Though information problems are real for this person, they are actually almost entirely irrelevant since the incentives are so terrible for this person to move.  He's on Medicaid in DC, most likely.  He will not be eligible for Medicaid in Virginia because Virginia very high Medicaid eligibility requirements.  Even if he were for some reason eligible, he would have to wait three months at minimum to get hooked up with Medicaid through Virginia's system.  He'll have to get new doctors and other services.  So, he's not moving if he has a chronic health condition.  If he's on a housing voucher, forget it.  He's not moving.  That doesn't follow anyone and waiting lists in most localities range from a few months (in sparsely populated areas) to decades (in many well-populated areas).  SNAP benefits will port most easily, but these benefits are very small for a single adult ($200/month).  These are just social welfare incentives.  This says nothing about social, cultural, or other reasons this person have for staying in his home city.  Seriously, and poor people are going to leave because of fiscal insolvency?

What we can see is that these individuals are not able to take advantage of "voting with their feet" since the caretlized system prevents them from porting their benefits from one location to another.  Greve has a solution to this, and it is to make Medicaid a federally-run program.  I'm actually quite sympathetic to this argument.  First, while the left is conceptually wrong to posit positive rights to health care, they are correct that social welfare is in our current system best granted by a federal government (preferably on the constitutional level).  They are right because putting social welfare at the federal level provides a more level playing field for social welfare participants.  It at least assures a floor (however tenuous).  Basic income and consumer-directed Medicaid at the federal level (which we don't have but should) would give people more capital and better incentives to move from jurisdiction to jurisdiction in search of the best deal--even those with low or very low income.

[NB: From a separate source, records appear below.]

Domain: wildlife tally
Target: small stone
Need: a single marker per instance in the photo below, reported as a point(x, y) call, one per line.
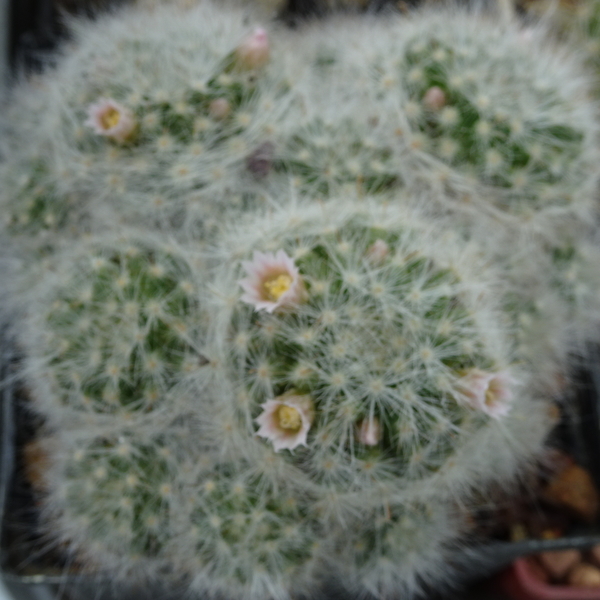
point(518, 532)
point(259, 162)
point(434, 98)
point(536, 569)
point(584, 575)
point(595, 555)
point(559, 562)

But that gets me back to my original question--who loses out on a switch to competitive federalism.  Undoubtedly, there are individuals like the man in our case example who have been able to garner benefits that provide him with a minimal standard of living.  We can also be assured that there are a minority of social welfare participants who have been able to gain benefits so they can live comfortably and with a good standard of living.  You know those public housing buildings that are oddly in nice parts of town?  People live in there.  Who loses in the transition to a more competitive system?  People who are winning under the current flawed system will lose on some of their captured benefits when the system finds a new equilibrium point that is more equitable for all social welfare participants.  Many might find that their now privately-owned housing may be more expensive than their basic income would allow.  Or that Greve's voucher-for-private-insurance healthcare system would not actually help someone with chronic home health care needs.  That person needs tens of thousands of dollars in services, and it would be clear from looking at their medical records for a second.  No private insurer is signing on to fund that.

To be sure, social welfare under competitive federalism would have its benefits.  People with proper funding can leave existing relationships that are no longer satisfactory--be they marriages, jobs, or yes, governments.  However, under our current system, not everyone can participate in voting with their feet equally.  And while bringing us closer to a federal social welfare system focused on cash or near-cash benefits would help things, there are definitely people within the system that will lose.  Not attending to that context or having a plan for what to do with these people (who through no fault of their own disproportionately benefit at the expense of newer or potential social welfare participants) is just bad social policy.